As I solve coding test problems, I look back on the problems I solved and look into different solution methods to learn more.
Let’s look at the problem first.
problem
When the integer n is given as a parameter, complete the solution function to return an array containing the divisors of n in ascending order.
Restrictions
- 1 ≤ n ≤ 10,000
Input/Output Example
| n | result |
|---|---|
| 24 | [1, 2, 3, 4, 6, 8, 12, 24] |
| 29 | [1, 29] |
My solution to the problem
class Solution {
public int[] solution(int n) {
int cnt = 0;
for(int i = 1; i <= n; i++){
if(n % i == 0){
cnt++;
}
}
int[] answer = new int[cnt];
int idx = 0;
for(int i = 1; i <= n; i++){
if(n % i == 0){
answer[idx++] = i;
}
}
return answer;
}
}
Solution explanation
- Declare the cnt variable and initialize it to 0. This variable is used to count the number of divisors.
- Execute a for statement that repeats from 1 to n. The variable i has values from 1 to n. If the remainder of dividing n by i is 0, that is, if i is a divisor of n, Increase the cnt value by 1.

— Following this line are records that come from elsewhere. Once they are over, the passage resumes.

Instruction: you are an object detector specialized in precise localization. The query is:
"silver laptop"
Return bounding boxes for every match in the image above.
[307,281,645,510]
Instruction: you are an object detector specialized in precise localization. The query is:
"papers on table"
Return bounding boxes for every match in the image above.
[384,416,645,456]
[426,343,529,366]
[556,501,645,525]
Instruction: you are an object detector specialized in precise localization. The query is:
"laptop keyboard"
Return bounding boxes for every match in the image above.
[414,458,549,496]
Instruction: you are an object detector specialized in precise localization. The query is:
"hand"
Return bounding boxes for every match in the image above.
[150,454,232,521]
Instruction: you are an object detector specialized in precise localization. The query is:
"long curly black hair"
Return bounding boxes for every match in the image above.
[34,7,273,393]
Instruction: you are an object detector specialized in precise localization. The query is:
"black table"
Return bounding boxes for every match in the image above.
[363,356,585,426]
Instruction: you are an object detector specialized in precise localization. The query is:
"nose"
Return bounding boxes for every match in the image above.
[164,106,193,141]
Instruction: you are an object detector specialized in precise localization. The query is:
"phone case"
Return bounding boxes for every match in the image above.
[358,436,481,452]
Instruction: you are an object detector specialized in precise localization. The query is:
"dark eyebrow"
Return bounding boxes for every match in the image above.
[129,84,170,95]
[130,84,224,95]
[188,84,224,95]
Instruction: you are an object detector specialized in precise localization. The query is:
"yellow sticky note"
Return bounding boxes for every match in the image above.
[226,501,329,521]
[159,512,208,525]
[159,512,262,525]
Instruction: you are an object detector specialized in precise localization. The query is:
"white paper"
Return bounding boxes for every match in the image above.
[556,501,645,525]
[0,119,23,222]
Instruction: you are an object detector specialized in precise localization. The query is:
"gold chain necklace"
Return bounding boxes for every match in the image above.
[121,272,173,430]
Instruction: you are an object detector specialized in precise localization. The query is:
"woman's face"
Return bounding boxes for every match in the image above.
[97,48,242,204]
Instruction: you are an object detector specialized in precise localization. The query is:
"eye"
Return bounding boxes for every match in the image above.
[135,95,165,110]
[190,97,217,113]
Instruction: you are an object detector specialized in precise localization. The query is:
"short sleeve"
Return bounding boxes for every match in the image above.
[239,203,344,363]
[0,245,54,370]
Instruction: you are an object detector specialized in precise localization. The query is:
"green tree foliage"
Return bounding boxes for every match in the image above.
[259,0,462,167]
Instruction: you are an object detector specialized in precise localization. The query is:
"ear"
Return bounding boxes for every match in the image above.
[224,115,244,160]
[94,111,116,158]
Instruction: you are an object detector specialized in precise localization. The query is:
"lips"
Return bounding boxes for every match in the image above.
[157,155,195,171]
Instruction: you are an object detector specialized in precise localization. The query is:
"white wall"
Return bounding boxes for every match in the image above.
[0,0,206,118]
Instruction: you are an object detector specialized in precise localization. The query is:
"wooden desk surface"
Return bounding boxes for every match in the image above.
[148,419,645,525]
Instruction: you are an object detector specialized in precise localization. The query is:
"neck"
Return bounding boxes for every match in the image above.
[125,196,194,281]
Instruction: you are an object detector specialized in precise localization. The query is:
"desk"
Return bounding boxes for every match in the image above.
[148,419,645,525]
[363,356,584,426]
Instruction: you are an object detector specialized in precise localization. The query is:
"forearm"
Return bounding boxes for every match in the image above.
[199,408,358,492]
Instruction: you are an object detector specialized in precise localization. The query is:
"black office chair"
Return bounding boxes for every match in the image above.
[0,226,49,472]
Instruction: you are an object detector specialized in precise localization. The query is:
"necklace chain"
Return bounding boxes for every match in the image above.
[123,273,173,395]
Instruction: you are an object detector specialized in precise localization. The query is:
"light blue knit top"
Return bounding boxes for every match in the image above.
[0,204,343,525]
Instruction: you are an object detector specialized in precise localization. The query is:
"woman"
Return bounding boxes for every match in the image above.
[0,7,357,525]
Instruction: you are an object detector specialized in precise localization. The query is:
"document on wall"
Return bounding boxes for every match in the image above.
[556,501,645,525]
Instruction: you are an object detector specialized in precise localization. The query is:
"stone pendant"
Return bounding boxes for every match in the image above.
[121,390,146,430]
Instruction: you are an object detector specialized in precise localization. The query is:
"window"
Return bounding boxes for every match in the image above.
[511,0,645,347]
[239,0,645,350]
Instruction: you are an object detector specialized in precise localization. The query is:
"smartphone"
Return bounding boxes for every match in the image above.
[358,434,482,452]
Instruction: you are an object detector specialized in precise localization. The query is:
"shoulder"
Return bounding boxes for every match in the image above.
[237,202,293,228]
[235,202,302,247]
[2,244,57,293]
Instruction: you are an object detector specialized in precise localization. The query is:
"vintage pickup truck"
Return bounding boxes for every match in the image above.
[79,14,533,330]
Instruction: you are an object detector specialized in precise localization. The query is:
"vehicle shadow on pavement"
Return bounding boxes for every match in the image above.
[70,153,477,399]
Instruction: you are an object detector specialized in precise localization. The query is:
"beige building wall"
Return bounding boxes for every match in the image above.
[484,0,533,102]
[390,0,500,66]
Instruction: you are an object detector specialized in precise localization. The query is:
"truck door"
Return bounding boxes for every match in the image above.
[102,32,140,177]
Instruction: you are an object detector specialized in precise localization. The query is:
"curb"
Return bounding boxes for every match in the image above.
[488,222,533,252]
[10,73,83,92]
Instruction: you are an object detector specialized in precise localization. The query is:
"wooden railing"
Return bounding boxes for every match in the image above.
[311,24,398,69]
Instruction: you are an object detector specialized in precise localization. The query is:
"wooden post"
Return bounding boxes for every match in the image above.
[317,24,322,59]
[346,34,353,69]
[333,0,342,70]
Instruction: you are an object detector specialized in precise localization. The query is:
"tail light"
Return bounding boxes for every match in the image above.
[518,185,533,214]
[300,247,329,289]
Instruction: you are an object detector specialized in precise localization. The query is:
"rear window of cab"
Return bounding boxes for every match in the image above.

- Declare an array answer of cnt length.
- Declare the idx variable and initialize it to 0. This variable points to an index in the answers array.
- Execute a for statement that repeats from 1 to n. The variable i has values from 1 to n. If the remainder of dividing n by i is 0, that is, if i is a divisor of n,
- Assign the value i to the idx index of the answer array and increase the idx value by 1.
- Returns an array of answers.